O terceiro discute-se assim. – Parece que os homens no estado de inocência eram todos iguais.

1. Pois, Gregório, no que não delinqüimos, somos todos iguais. Ora, no estado de inocência não havia delito. Logo, todos eram iguais.

2. Demais. – A semelhança e a igualdade é a razão do amor, conforme aquilo da Escritura: Todo o animal ama ao seu semelhante; assim também todo o homem ama ao seu próximo. Ora, no sobredito estado, abundaria entre os homens o amor, que é o vínculo da paz. Logo, no estado de inocência, todos eram iguais.

3. Demais. – Cessando a causa, cessa o efeito. Mas, a causa da desigualdade entre os homens, atualmente, provém da parte de Deus, que conforme os méritos premeia uns e pune outros; e da parte da natureza, pois por defeito da mesma uns nascem fracos e falhos, outros fortes e perfeitos. O que não se daria no primitivo estado.

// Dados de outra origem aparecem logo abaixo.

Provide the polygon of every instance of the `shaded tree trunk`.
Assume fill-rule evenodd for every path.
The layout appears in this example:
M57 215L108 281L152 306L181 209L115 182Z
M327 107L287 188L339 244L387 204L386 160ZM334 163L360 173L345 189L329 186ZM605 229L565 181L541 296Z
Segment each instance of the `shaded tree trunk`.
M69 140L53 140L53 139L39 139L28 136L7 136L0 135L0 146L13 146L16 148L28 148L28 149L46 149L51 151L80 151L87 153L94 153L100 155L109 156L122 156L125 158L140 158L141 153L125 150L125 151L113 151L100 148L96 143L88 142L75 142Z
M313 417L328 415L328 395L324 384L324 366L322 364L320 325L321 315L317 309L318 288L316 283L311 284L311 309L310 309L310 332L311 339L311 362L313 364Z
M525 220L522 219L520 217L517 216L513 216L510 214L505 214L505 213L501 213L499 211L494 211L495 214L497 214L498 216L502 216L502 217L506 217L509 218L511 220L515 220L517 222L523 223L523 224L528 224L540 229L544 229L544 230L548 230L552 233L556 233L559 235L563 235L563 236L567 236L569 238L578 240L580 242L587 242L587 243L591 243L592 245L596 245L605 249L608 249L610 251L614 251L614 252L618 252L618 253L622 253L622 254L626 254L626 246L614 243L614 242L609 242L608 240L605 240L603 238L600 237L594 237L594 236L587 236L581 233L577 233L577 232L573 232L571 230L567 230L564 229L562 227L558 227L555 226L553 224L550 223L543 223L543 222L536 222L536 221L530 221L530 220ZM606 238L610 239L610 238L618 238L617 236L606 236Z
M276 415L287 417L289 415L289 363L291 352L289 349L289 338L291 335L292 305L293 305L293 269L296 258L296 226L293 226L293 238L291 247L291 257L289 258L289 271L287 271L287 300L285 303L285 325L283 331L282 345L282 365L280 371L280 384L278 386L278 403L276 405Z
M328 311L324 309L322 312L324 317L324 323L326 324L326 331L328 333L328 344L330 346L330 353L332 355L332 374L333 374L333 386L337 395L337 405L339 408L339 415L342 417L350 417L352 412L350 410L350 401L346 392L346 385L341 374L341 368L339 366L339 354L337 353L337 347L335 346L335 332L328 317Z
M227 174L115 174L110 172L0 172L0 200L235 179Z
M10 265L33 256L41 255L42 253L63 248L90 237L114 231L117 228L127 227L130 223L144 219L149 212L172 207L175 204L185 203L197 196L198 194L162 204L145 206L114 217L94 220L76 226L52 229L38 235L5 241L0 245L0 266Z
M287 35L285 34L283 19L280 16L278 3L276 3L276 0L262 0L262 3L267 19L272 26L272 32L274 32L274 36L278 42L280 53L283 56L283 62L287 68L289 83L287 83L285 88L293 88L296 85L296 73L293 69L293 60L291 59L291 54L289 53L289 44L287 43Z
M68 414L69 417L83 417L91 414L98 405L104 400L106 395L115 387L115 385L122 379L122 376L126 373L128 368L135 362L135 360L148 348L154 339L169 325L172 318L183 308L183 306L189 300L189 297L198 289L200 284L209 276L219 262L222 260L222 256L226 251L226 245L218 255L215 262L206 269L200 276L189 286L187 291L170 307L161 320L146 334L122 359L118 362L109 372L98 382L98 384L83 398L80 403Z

Mas, em contrário, diz a Escritura: as que há, essas forma por Deus ordenadas: Ora, a ordem consiste, principalmente, na disparidade, como diz Agostinho: a ordem é a disposição de coisas iguais e desiguais, atribuindo a cada uma o lugar devido. Logo, no primeiro estado, que era ordenadíssimo, havia disparidade.

SOLUÇÃO. – Forçoso é admitir-se alguma disparidade no primeiro estado ao menos quanto ao sexo, pois sem a diversidade sexual não havia geração. E também semelhantemente quanto à idade, pois uns nasciam dos outros, não sendo estéreis os que se unissem.

Mas, no tocante à alma, também haveria diversidade, quanto à justiça e à ciência. Pois, o homem não obrava coagido, mas com livre arbítrio, pelo qual pode aplicar o espírito, mais ou menos, a fazer, querer ou conhecer alguma coisa. Por onde, uns progrediriam na justiça e na ciência, mais que outros. Também por parte do corpo podia haver disparidade. Pois, o corpo humano não estava de tal modo isento das leis da natureza que não recebesse, mais ou menos, alguma ajuda ao auxílio dos agentes exteriores, porquanto a vida do homem sustentava-se de alimentos. E assim, nada impede dizer que , segundo a disposição diversa do ar e o sítio diverso das estrelas, uns fossem gerados mais robustos de corpo, maiores, mais belos e de melhor compleição, que outros. Mas, de modo tal que, naqueles que se salientassem não houvesse nenhuma deficiência ou pecado, quer da alma quer do corpo.

DONDE A RESPOSTA À PRIMEIRA OBJEÇÃO. – Pelas palavras citadas, Gregório entende excluir a disparidade que se funda na diferença da justiça e do pecado; pela qual uns devem sofrer, penalmente, a coerção de outros.

RESPOSTA À SEGUNDA. – A igualdade é a causa de ser igual a dileção mútua. Todavia, entre desiguais pode haver maior dileção que entre iguais, embora não haja de lado a lado igual correspondência. Assim, o pai ama naturalmente, o filho mais do que o irmão, a outro; embora o filho não ame o pai tanto quanto dele é amado.

RESPOSTA À TERCEIRA. – A causa da disparidade podia provir, por parte de Deus, não de ele punir a uns e premiar a outros; mas, de sublimar mais a uns, e a outros, menos, de modo que a beleza da ordem resplendesse mais nos homens. E também por sua parte, a natureza podia causar a disparidade, ao modo supra-dito, sem nenhum defeito da mesma.